Les femmes qui reçoivent un résultat faussement positif à la mammographie sont furthermore susceptibles de développer un cancer du sein au cours des 20 années suivantes, rapportent des chercheurs du Karolinska Institutet dans une étude publiée dans JAMA Oncology. Le risque est moreover élevé chez les femmes âgées de 60 à 75 ans et qui ont une faible densité mammaire.
À l’échelle mondiale, le cancer du sein est la forme de cancer la furthermore répandue chez les femmes et le dépistage est un outil critical pour détecter les femmes atteintes d’une tumeur le as well as tôt probable. En Suède, toutes les femmes entre 40 et 74 ans sont invitées à se soumettre à un dépistage à intervalles de 18 à 24 mois.
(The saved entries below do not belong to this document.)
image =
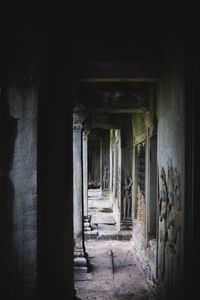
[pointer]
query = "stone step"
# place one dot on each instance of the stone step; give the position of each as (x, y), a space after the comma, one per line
(108, 235)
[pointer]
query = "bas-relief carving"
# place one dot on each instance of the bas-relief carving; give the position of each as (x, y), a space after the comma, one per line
(169, 223)
(106, 178)
(127, 196)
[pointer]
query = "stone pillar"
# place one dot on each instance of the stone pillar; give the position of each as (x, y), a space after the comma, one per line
(80, 262)
(87, 218)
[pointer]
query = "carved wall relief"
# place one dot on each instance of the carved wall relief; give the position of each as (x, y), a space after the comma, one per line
(106, 178)
(140, 180)
(127, 196)
(169, 222)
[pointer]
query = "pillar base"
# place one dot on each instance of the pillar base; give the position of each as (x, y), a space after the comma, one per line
(87, 223)
(80, 266)
(126, 224)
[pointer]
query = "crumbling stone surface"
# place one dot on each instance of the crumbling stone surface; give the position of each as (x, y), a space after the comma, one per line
(114, 273)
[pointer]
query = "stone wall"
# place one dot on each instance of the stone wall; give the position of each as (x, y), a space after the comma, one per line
(19, 190)
(171, 126)
(161, 256)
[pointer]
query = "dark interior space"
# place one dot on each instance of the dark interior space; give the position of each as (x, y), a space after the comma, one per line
(136, 76)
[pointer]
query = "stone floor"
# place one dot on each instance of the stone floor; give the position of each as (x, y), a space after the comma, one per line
(114, 271)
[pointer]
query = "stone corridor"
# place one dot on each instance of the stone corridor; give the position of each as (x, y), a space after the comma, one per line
(114, 273)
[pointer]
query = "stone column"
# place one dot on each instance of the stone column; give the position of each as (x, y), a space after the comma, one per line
(80, 262)
(87, 218)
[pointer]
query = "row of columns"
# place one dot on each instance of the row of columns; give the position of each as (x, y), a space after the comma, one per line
(80, 193)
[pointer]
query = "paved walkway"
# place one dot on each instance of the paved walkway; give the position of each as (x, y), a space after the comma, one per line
(114, 271)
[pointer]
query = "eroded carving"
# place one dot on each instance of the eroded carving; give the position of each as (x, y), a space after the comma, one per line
(127, 196)
(106, 178)
(169, 219)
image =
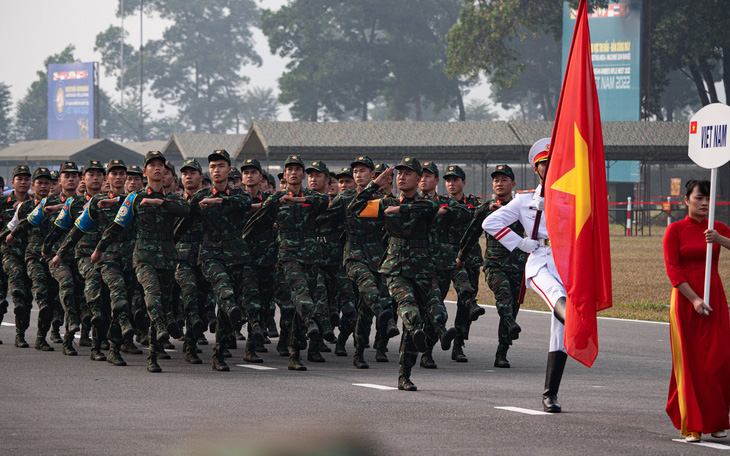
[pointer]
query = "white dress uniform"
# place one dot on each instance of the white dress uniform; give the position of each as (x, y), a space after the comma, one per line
(541, 275)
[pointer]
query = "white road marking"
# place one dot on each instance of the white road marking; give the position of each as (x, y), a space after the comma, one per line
(525, 411)
(714, 446)
(373, 386)
(600, 318)
(256, 367)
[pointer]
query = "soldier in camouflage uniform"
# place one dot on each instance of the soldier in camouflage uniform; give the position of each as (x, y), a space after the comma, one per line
(194, 288)
(407, 266)
(14, 255)
(455, 181)
(83, 245)
(294, 212)
(362, 254)
(154, 255)
(503, 269)
(444, 257)
(70, 283)
(43, 289)
(224, 261)
(98, 214)
(262, 246)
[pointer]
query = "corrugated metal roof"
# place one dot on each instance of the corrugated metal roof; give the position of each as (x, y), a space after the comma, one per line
(49, 152)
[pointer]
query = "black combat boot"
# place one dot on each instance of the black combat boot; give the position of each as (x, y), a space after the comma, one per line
(68, 344)
(313, 354)
(404, 379)
(249, 355)
(115, 357)
(219, 363)
(295, 360)
(191, 352)
(553, 375)
(427, 361)
(500, 358)
(457, 353)
(340, 344)
(359, 359)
À chaque visite de dépistage, environ trois pour cent des femmes soumises au dépistage obtiennent un résultat faussement positif, ce qui signifie qu’elles sont rappelées pour un examen in addition approfondi sans aucun diagnostic de cancer. Des résultats de mammographie faussement positifs peuvent provoquer une anxiété psychologique et influencer la participation au dépistage. Des études antérieures ont indiqué que les résultats faussement positifs de la mammographie étaient associés à un risque accru à court docket terme de cancer du sein.
La nouvelle étude montre que les femmes dont les résultats sont faussement positifs sont furthermore susceptibles de développer un most cancers du sein que les autres femmes au cours des 20 années suivantes, étant confrontées en moyenne à un risque accru de 60 pour cent, ce qui suggère que le risque accru est à extensive terme. Dans cette étude, les chercheurs ont identifié 45 213 femmes avec un résultat original faussement positif et 452 130 femmes du même âge qui n’ont pas été rappelées, qui ont toutes participé au programme de dépistage par mammographie à Stockholm. De plus, les chercheurs ont inclus 12 243 femmes disposant d’informations sur la densité mammographique provenant de l’étude Karolinska Mammography Undertaking for Chance Prediction of Breast Most cancers (KARMA).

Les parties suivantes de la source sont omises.